Há, todavia, muitos idosos sem condições
financeiras para poderem recorrer a um Lar e que estão à mercê dos humores de
familiares ou, até, que vivem sozinhos e que só chegam às urgências em
situação-limite.
Bom seria que o ministro da Saúde passasse, pelo
menos, 24 horas nas Urgências de modo a observar o calvário a que o utente é
submetido - da triagem à consulta, da consulta ao diagnóstico clínico, do
diagnóstico ao SO, do SO ao internamento, do internamento ao tratamento, e do
tratamento à "alta" porque a lista de espera é infinita...
O ministro da Saúde despede para mais tarde
contratar. O ministro da Saúde encerra para depois reabrir ou alargar o
horário. O ministro da Saúde é o "rei" da poupança para depois se
queixar. O ministro da Saúde promove a precariedade e os baixos salários. O
ministro da Saúde empurra médicos e enfermeiros para a emigração...
Por isso, o utente quando observa o funcionamento
do SNS acaba por não encontrar nem médicos nem enfermeiros. Só administrativos
e seguranças! E percebe-se porquê!
Para o ministro da Saúde, como para o Governo de
que faz parte, austeridade rima com morte...
16.1.14
Subitamente o coração acelera, os estímulos
reorientam-se, deixando de fora as rotinas. Ao mesmo tempo, os passos
impossíveis travam-nos o movimento e ficamos atentos às contrariedades. Uma vez
mais percebemos a raiz da encenação - a desresponsabilização.

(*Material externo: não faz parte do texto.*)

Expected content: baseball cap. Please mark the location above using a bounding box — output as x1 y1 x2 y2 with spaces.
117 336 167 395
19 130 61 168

Entramos no círculo de luz e ficamos lá até que o
frio nos expulse.
Então, o coração desacelera, as rotinas regressam
e os estímulos confundem-nos até que a orquestra emudeça.
Não compreendemos a vantagem de receber a
notícia, porque a ideia chega mal formulada: a notícia não traz com ela
qualquer alternativa. O antes e o depois do acontecimento nada destapam da
verdade...
E, entretanto, vamos criando verdades até que o
frio nos expulse do pântano que nos reflete.
15.1.14
Simples fragmentos podem transformar-se em
narrativa, em ciclos de vida. O que hoje se encerra teve início em 1974. Para
trás ficavam esferas distintas, desconhecidas. Caminhos tão antagónicos que a
probabilidade se cruzarem era mínima...
No entanto, só hoje, quando o presbítero lembrou
que «Deus está à nossa espera», compreendi que se tivesse correspondido à
vontade divina, o ciclo que hoje se conclui não teria tido início...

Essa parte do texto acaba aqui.